Луначарский упоминается в мемуарах и художественных произведениях Анненкова. В «Повести о пустяках», изданной под псевдонимом Борис Темирязев, «растерянный, еще не нашедший свой стиль, народный комиссар просвещения, сжимая Коленькину руку, говорил ему: — Побольше декретов, товарищ! Декреты, декреты! Советская власть не продержится долго, она кратковременна. Но по нашим декретам народ узнает впоследствии, что собирались дать ему большевики» 13. Без гротескного преувеличения тот же образ возникает в очерке о Горьком. Говоря о сомнениях, одолевавших Горького после переворота, Анненков добавляет: «В эти трагические дни он был далеко не один в таком состоянии — среди большевиков и их спутников. Я видел Анатолия Луначарского, только что назначенного народным комиссаром просвещения, дошедшим до истерики и пославшим в партию отказ от какой-либо политической деятельности. Ленин с трудом отговорил его от этого решения… » 14. В очерке о Блоке Анненков цитирует Луначарского — «голос с другой стороны баррикады», — писавшего о Блоке в десятую годовщину его смерти, т. е. в год издания «Сатирикона». Здесь же художник вспоминает о том, как он и его друзья «подсмеивались над Зинаидой Гиппиус, потому что она писала от своего имени в мужском роде» 15. Играя на формально независимом существовании в литературе Зинаиды Гиппиус и Антона Крайнего, автор «Письма» заставляет последнего процитировать стихи «одного старого поэта» — самой Гиппиус. На суд «Сатирикона» предлагается и первый стихотворный опыт самого «Антона Крайнего», в котором упоминается Луначарский. Если наше предположение верно, и автор «Письма» — Ю. Анненков, это четверостишие может считаться первым в ряду принадлежащих ему словесных изображений комиссара народного просвещения.

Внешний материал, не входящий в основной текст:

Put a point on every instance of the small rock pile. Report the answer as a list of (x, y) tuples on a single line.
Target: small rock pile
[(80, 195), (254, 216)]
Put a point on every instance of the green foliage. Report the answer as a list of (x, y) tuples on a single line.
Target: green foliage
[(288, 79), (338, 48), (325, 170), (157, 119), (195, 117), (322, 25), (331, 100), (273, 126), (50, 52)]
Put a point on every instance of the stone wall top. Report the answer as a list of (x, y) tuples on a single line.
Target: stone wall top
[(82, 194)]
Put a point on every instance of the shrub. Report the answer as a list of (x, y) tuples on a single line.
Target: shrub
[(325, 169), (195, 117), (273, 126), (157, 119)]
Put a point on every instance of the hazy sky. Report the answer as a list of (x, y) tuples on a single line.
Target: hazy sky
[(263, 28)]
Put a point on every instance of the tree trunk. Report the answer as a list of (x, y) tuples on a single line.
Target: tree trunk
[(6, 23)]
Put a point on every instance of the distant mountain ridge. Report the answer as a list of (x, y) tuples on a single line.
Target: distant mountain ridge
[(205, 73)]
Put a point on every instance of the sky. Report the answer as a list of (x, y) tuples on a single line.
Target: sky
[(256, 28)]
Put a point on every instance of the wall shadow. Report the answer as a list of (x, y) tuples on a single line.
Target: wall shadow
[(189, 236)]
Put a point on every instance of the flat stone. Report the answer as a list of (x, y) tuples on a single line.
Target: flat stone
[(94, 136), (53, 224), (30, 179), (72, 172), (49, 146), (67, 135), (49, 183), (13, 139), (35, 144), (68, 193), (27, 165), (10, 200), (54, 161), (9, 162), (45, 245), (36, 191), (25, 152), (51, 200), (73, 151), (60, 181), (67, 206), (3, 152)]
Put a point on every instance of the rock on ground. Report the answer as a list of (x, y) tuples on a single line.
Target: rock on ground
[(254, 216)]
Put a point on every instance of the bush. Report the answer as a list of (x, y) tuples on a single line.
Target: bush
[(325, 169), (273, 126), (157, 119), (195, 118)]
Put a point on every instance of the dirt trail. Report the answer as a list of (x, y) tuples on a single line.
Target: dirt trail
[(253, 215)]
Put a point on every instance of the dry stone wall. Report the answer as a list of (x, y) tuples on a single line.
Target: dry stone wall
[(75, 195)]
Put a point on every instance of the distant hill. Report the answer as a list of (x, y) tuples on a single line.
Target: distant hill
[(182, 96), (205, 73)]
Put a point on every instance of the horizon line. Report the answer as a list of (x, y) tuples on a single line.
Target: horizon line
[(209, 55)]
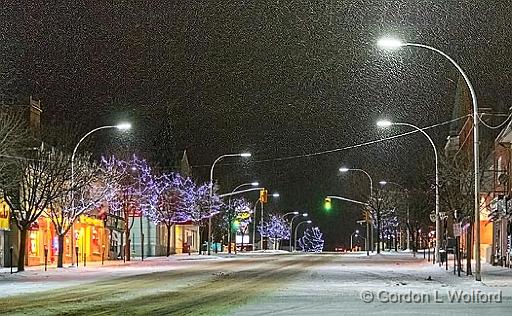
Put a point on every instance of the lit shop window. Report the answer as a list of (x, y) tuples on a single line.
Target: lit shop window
[(95, 240), (32, 245)]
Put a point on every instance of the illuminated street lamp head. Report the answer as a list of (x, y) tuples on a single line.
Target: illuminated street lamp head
[(384, 123), (390, 43), (124, 126)]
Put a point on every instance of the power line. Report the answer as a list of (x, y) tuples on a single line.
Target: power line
[(343, 148)]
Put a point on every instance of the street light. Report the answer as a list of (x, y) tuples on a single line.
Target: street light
[(356, 233), (394, 44), (122, 127), (383, 183), (254, 184), (344, 169), (254, 222), (296, 228), (211, 192), (385, 123), (291, 227)]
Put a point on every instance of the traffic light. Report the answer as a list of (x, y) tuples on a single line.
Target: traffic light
[(366, 216), (263, 196), (235, 225), (327, 204)]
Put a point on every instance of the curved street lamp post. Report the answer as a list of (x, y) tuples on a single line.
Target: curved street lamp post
[(393, 44)]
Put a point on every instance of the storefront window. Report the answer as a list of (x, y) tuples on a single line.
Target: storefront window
[(32, 245), (95, 240)]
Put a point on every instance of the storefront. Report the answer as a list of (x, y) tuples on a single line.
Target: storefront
[(4, 227), (88, 236)]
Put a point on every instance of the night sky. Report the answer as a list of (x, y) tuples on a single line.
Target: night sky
[(276, 78)]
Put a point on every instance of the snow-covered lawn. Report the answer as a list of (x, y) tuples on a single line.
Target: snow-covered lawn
[(264, 283)]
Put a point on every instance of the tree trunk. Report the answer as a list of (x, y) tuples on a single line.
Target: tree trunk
[(60, 255), (168, 240), (469, 250), (23, 249), (378, 234), (127, 236)]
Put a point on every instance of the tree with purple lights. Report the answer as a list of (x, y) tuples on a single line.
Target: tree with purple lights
[(172, 201), (206, 208), (312, 240), (129, 186), (275, 228)]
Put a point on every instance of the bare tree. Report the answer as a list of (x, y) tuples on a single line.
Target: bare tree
[(128, 189), (86, 195), (382, 207), (32, 185)]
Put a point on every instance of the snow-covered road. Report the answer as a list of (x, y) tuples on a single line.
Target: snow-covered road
[(260, 284)]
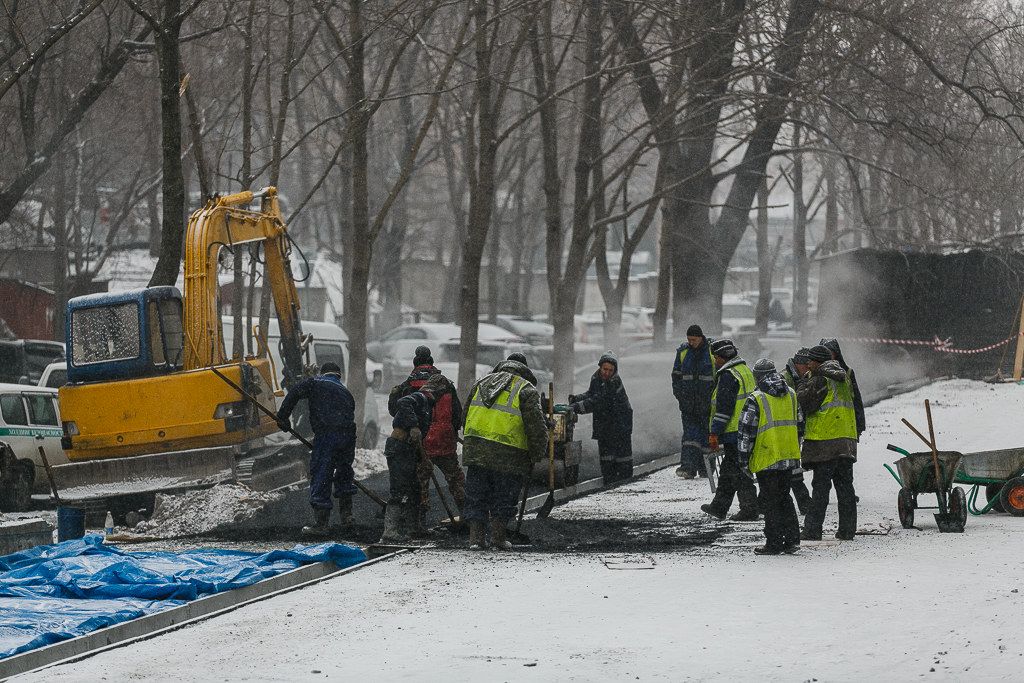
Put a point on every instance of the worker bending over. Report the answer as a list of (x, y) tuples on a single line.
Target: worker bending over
[(440, 441), (733, 383), (504, 434), (403, 451), (332, 416), (829, 443), (770, 428)]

В пародиях, появлявшихся в «Сатириконе» под заголовком «Вертящийся столик», описывались спиритические сеансы «Кружка ревнителей неизведанного за рубежом», на которых можно было вступить в медиумическое сношение с душами живых «виднейших деятелей эмиграции», в частности, современных литераторов — кн. С.М. Волконского, В.Ф. Ходасевича, И.В. Одоевцевой. На сеансе с Д.С. Мережковским состоялось еще одно, «анонимное», появление Гиппиус в журнале.

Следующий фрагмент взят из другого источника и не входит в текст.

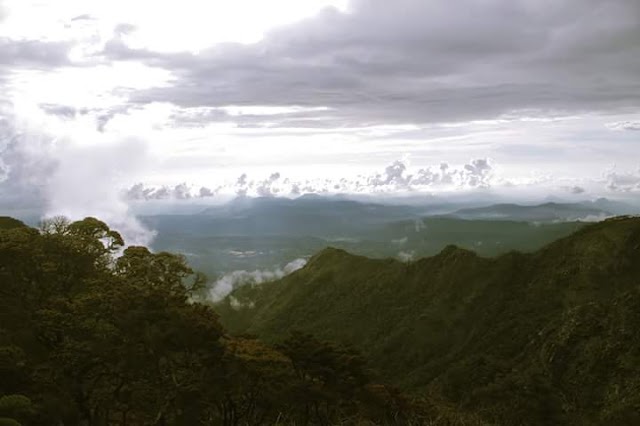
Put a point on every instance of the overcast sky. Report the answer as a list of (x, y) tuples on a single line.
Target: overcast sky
[(104, 101)]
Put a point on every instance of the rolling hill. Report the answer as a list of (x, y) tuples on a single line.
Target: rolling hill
[(543, 338)]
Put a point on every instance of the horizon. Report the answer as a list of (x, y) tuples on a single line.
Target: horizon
[(102, 108)]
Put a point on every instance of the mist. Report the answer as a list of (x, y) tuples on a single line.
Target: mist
[(67, 167)]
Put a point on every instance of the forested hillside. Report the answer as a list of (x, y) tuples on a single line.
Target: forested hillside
[(90, 338), (538, 339)]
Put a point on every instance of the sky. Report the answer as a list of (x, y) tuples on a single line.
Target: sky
[(102, 103)]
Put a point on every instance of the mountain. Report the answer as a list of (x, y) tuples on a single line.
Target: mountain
[(547, 212), (543, 338), (265, 233)]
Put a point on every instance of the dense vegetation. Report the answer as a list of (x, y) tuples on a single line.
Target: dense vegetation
[(544, 338), (91, 338), (92, 333)]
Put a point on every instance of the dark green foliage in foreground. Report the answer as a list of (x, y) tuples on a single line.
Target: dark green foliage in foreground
[(544, 338), (89, 338)]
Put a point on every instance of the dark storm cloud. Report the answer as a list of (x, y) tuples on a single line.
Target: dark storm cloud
[(419, 61)]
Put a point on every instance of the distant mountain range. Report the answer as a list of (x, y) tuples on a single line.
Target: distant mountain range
[(544, 338)]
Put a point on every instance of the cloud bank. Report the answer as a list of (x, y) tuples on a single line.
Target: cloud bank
[(226, 284)]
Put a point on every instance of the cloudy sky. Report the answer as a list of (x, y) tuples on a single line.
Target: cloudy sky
[(104, 102)]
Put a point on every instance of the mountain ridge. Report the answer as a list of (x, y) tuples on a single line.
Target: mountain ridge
[(477, 328)]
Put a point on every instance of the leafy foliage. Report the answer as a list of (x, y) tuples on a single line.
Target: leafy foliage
[(543, 338), (92, 334)]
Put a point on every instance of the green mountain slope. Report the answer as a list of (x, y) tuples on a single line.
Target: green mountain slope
[(543, 338)]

Мережковский рассказывает о споткнувшемся и упавшем мексиканском военачальнике Квитципарликэкуатматле, 247 века до начала христианской эры, при падении раскинувшем руки крестообразно: «Крестообразно! Упал — понял — вспомнил. Увидел довременной памятью — знаньем страшную и святую тайну Запада-Востока. Это и значит: знак был — знак будет. Имя его по бездонно-глубокому слову З.Н. Гиппиус значит: тот, кто чует ветер и быка, рожденного на Крите… Это и значит: Атлантида была — Атлантида будет». Мережковскому подает реплику «неизвестный голос поблизости: «Дмитрий, э-то все совсем не так… целый вечер я те-бе объясняла, а ты опять все пу-та-ешь!»» 16. «Во время публичных прений в «Зеленой Лампе», — вспоминает в своих «Встречах» Терапиано, — Гиппиус любила с места подавать реплики. На этой почве у нее постоянно возникал спор с Мережковским — к удовольствию публики» 17.
«Неизвестный голос» поблизости от Мережковского убеждает в том, что участие Гиппиус в «Сатириконе» 1931 года было так же невозможно, как в «Сатириконе» 1910-го, рядом с карикатурой Ре-Ми под названием «Русское богоискательство: З. Гиппиус, Д. Мережковский, Д. Философов» 18.
ПИСЬМО АНТОНА КРАЙНЕГО В РЕДАКЦИЮ «САТИРИКОНА»М. Г., г-н Сатирикон!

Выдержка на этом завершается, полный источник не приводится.